AD-MSC characterization. A) Cumulative population doublings of 3 AD-MSC lines. B) Telomerase activity in AD-MSC. The RTA was calculated from the different absorbances as follows: RTA = [(As sample-As heated-sample)]/[As Internal standard of the control template x 100]. It is representative of telomerase activity of 3 AD-MSC lines from different donors (median and range). C) Representative AD-MSC immunophenotype profile by flow cytometry at passages 4 and 7.

Protein profiling of AD-MSC from different donors

All AD-MSC preparations described above were analyzed on a CM10 (weak cation exchange) ProteinChip array. AD-MSC were subjected to fractionation of cellular compartments in order to achieve an enrichment and specific allocation of proteins that vary their expression during subculturing, that results in distinctive spectra exhibiting a variety of exclusive peaks (Figure 2). SELDI-ToF-MS analysis includes longitudinal studies of successive cell culture passages as well as the comparison between donors. Although the profiles appear homogeneous within each cell preparation, inter and intra-individual variations in proteins expression were observed as a consequence of cell expansion process.

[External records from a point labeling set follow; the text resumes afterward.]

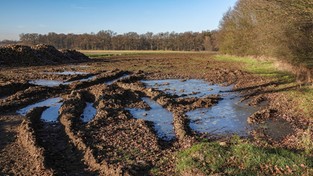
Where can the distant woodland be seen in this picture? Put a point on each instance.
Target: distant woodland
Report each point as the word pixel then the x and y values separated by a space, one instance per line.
pixel 272 28
pixel 109 40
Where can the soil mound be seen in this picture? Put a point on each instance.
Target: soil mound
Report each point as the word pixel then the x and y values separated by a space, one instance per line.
pixel 20 55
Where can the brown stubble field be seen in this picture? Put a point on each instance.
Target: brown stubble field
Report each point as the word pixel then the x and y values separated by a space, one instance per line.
pixel 114 142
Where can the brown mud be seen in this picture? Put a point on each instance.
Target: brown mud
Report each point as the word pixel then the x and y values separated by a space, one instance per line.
pixel 114 142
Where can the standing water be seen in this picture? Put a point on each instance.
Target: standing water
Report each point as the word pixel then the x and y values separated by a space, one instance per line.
pixel 89 112
pixel 161 118
pixel 50 114
pixel 229 115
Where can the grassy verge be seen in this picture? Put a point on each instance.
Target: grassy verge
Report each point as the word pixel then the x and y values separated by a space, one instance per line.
pixel 302 95
pixel 241 158
pixel 261 67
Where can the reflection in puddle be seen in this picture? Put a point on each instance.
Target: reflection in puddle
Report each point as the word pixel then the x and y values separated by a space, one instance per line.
pixel 89 112
pixel 227 117
pixel 54 83
pixel 161 118
pixel 3 97
pixel 50 114
pixel 113 81
pixel 66 73
pixel 45 82
pixel 189 88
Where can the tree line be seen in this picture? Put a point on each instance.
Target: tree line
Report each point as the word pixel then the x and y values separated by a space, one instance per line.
pixel 109 40
pixel 274 28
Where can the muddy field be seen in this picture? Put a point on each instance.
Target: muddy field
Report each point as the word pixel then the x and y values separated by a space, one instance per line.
pixel 129 115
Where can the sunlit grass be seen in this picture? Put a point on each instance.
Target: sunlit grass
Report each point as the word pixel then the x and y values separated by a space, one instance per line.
pixel 260 67
pixel 241 158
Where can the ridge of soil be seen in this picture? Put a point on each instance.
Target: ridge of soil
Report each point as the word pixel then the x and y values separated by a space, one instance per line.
pixel 114 142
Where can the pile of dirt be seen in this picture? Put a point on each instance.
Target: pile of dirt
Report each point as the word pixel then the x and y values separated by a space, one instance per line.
pixel 20 55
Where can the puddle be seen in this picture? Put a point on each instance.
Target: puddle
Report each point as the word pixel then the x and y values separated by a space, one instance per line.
pixel 45 82
pixel 50 114
pixel 189 88
pixel 3 97
pixel 113 81
pixel 84 79
pixel 66 73
pixel 89 112
pixel 229 116
pixel 161 118
pixel 55 83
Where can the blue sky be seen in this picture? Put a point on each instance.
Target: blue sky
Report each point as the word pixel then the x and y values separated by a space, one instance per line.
pixel 121 16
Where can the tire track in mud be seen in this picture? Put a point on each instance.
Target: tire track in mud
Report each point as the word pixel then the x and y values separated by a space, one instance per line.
pixel 179 118
pixel 28 139
pixel 49 144
pixel 69 118
pixel 114 142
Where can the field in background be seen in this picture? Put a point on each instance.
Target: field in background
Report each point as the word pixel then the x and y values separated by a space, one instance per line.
pixel 102 53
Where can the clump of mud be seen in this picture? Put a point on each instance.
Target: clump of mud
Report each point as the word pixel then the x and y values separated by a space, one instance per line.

Donor-to-donor variability was determined by a comparison of mean correlation coefficients during serial culture passage. The results revealed differences between individuals for both fractions representing two different cellular compartments. For the cytoplasmic fraction, the correlation coefficient for donors was between 0.78 and 0.98 and did not change significantly during cell expansion. The nuclear fraction showed a low correlation for each donor in comparison with the other two at passage 0 (0.33 and 0.50), that significantly increased (P = 0.0191) in the late passages (0.91-0.98) (Figure 3).

Figure 2
figure 2

SELDI-ToF spectra of protein extract from different cellular compartments.

Figure 3
figure 3

Donor-to-donor variability. Variation of the mean correlation coefficients (Pearson’s correlation) between each donor pair (D1: donor1, D2: donor2, D3: donor3) during subculturing passages (P0-P7) for cytoplasmic and nuclear enriched fraction.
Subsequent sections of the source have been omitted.